Sphingosine, sphingosylphosphorylcholine and sphingosine 1-phosphate modulate phosphatidylserine homeostasis in glioma C6 cells.

The effect of sphingosine, sphingosylphosphorylcholine and sphingosine 1-phosphate on L-[U-14C]serine incorporation into phosphatidylserine and phosphatidylserine-derived phosphatidylethanolamine was investigated in intact glioma C6 cells. Sphingosine, sphingosylphosphorylcholine and sphingosine 1-phosphate are potent signalling molecules which, due to their physicochemical features, may function as amphiphilic compounds. It has been found that sphingosine and sphingosylphosphorylcholine (amphiphilic cations) significantly increase [14C]phosphatidylserine synthesis and decrease the amount of 14C-labeled phosphatidylethanolamine.
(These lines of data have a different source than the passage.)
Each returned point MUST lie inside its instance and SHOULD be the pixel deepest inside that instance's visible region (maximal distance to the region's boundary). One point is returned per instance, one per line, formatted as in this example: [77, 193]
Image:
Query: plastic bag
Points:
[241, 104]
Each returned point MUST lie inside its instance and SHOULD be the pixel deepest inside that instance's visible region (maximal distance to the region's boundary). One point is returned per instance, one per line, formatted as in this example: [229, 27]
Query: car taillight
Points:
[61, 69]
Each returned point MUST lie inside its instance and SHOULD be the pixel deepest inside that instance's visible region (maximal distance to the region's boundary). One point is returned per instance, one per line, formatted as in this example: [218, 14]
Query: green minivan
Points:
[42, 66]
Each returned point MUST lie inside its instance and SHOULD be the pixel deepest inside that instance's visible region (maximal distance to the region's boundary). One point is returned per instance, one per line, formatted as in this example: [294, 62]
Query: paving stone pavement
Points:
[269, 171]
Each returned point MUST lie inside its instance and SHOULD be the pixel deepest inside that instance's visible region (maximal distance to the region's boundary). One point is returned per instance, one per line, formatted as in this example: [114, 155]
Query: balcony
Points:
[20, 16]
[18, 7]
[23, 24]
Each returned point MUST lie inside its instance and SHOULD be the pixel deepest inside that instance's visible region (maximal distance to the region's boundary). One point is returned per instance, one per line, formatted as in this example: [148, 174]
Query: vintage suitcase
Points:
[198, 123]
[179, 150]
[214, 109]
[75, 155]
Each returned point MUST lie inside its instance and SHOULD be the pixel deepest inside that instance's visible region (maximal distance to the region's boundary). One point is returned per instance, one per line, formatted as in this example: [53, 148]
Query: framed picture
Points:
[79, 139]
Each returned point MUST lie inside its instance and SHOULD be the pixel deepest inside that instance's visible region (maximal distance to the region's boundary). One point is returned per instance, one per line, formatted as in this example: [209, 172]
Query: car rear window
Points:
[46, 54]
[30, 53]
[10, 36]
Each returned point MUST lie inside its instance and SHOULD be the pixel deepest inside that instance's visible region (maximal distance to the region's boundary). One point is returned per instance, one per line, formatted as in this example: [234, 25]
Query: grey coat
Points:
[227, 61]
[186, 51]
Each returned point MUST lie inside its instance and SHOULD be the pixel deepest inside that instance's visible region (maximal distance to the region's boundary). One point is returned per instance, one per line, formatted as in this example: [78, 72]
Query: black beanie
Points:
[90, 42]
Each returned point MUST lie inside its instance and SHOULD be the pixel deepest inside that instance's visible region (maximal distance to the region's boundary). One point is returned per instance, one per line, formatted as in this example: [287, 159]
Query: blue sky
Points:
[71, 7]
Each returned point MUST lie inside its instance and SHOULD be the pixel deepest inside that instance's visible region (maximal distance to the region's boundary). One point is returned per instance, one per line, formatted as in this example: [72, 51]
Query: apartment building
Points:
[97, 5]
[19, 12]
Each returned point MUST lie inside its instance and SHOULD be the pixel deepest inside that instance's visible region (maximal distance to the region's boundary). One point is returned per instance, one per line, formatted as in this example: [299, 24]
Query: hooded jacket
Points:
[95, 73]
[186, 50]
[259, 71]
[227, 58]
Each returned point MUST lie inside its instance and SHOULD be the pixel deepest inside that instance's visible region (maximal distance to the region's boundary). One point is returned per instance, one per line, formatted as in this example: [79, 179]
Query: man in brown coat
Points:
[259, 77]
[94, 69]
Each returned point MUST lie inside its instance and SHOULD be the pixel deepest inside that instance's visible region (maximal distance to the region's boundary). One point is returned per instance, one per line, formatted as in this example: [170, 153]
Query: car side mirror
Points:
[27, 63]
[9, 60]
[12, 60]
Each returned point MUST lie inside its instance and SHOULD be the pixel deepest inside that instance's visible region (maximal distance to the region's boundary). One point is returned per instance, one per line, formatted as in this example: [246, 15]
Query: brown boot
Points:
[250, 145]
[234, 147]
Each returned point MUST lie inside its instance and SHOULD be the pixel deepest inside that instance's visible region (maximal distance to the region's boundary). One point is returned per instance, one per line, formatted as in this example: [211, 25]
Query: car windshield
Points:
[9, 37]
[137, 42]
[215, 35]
Sphingosine 1-phosphate (an amphiphilic anion) was without effect on phosphatidylserine synthesis but, similarly as sphingosine and sphingosylphosphorylcholine, reduced the conversion of phosphatidylserine to phosphatidylethanolamine. These results strongly suggest that sphingosine, sphingosylphosphorylcholine and sphingosine 1-phosphate can modulate cellular phospholipid homeostasis by stimulation of phosphatidylserine synthesis and an interference with phosphatidylserine decarboxylase.